According to a Thursday report from CDC Gaming Reports citing official figures from the Nevada Gaming Control Board, casinos in Laughlin posted a similar diminution in gaming revenues of 30.8% year-on-year while venues in North Las Vegas chalked up a 12.2% drop. The source detailed that this pattern continued in downtown Las Vegas via a 7.1% dip with properties in Reno having experienced a 13.7% plunge to $49.8 million.
However, the source reported that all of these comparable nosedives should not come as a surprise given that February of 2020 had represented the last month before Nevada entered a coronavirus-impacted period that saw all of its casinos shuttered for a 78-day period from mid-March. Subsequent re-openings then purportedly included a 25% capacity restriction for gambling-friendly properties in ‘The Silver State’ alongside complete prohibitions on all large events such as concerts, conferences, conventions, and trade shows.
Casinos in Nevada reportedly experienced a small bump in business after their maximum capacity limits were lifted to 35% towards the middle of February with this ceiling being further raised to 50% from March 14 ahead of the start of this year’s edition of the annual ‘March Madness’ college basketball tournament.
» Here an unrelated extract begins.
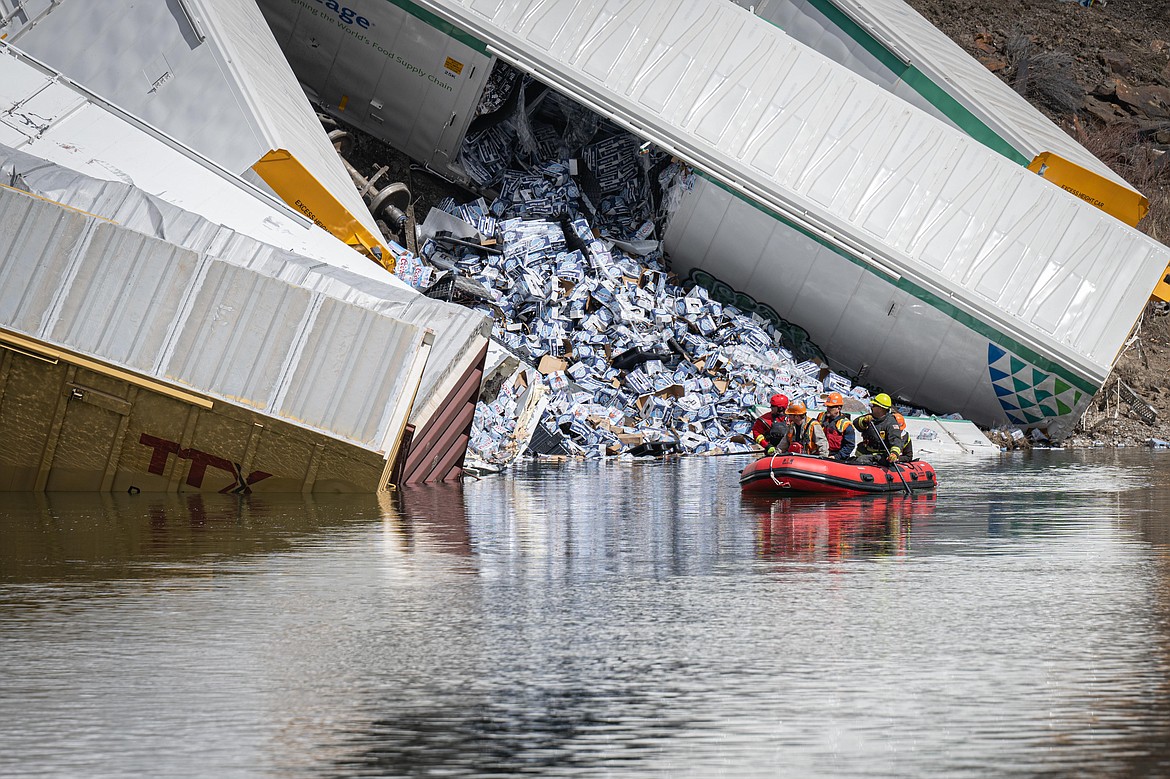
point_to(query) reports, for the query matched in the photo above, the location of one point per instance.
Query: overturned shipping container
(164, 325)
(916, 257)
Nevertheless, the 28-day month still purportedly saw properties record a statewide flag of 56.3% year-on-year in gaming revenues from baccarat with associated handle worsening to the tune of 57.9%.
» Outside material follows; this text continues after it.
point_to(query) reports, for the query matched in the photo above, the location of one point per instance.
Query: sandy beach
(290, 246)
Michael Lawton from the Nevada Gaming Control Board reportedly told CDC Gaming Reports that Nevada’s casinos were moreover hit by the fact that February of 2021 had contained one less weekend than the same month last year. He purportedly proclaimed that gaming revenues for businesses along the Las Vegas Strip had furthermore been ‘materially impacted’ by a lack of international travel over the traditionally busy Chinese New Year holiday period with this market having accounted for 91.6% of the state’s total decrease.
Nonetheless, Lawton reportedly asserted that he expects to see a year-on-year rise in aggregated gross gaming revenues for March as ‘gaming activity has improved’ owing to a loosening of capacity restrictions, ‘improved metrics’ relating to coronavirus and stimulus checks ‘acting as a catalyst to elevated spending by consumers’.
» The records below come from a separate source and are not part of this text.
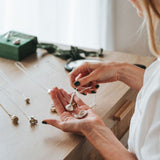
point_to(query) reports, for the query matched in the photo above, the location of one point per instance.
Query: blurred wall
(126, 26)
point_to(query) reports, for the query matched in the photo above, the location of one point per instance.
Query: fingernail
(93, 91)
(97, 86)
(77, 83)
(44, 122)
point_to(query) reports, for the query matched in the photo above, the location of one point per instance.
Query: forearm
(131, 75)
(107, 144)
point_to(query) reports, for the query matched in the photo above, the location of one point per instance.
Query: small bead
(27, 100)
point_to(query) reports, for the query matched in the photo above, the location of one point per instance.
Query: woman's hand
(68, 122)
(91, 74)
(91, 126)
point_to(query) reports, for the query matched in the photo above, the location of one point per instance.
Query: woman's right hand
(91, 74)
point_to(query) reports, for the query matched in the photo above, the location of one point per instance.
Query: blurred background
(110, 24)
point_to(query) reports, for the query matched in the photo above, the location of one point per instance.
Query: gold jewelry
(12, 117)
(29, 118)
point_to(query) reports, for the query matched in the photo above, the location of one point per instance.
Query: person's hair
(151, 17)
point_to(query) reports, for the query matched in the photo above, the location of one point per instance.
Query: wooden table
(44, 141)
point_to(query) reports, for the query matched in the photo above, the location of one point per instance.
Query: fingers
(75, 73)
(56, 100)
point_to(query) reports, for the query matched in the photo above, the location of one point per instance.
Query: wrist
(120, 69)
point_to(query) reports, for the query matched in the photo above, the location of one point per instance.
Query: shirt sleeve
(150, 150)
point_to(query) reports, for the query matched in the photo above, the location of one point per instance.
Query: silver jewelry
(81, 114)
(29, 118)
(12, 117)
(5, 77)
(69, 107)
(85, 88)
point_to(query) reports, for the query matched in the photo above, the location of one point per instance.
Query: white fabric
(144, 135)
(85, 23)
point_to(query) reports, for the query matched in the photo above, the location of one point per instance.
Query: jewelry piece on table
(12, 117)
(53, 109)
(69, 107)
(5, 77)
(81, 114)
(31, 119)
(17, 41)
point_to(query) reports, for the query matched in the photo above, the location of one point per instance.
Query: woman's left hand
(68, 122)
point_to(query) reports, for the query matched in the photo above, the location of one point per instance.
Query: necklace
(33, 121)
(4, 76)
(12, 117)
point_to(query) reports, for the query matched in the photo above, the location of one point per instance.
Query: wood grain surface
(43, 141)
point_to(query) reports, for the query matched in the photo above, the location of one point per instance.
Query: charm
(49, 91)
(69, 107)
(27, 100)
(81, 114)
(53, 109)
(17, 41)
(13, 117)
(33, 121)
Lawton reportedly finished by pointing to the few spots that had experienced comparable swells in February gross gaming revenues including South Lake Tahoe where combined receipts rose by 15.8% year-on-year. He purportedly disclosed that the figure from unincorporated areas of Washoe County had grown by an impressive 22.4% while gambling-friendly venues in Carson Valley had recorded a 6% boost.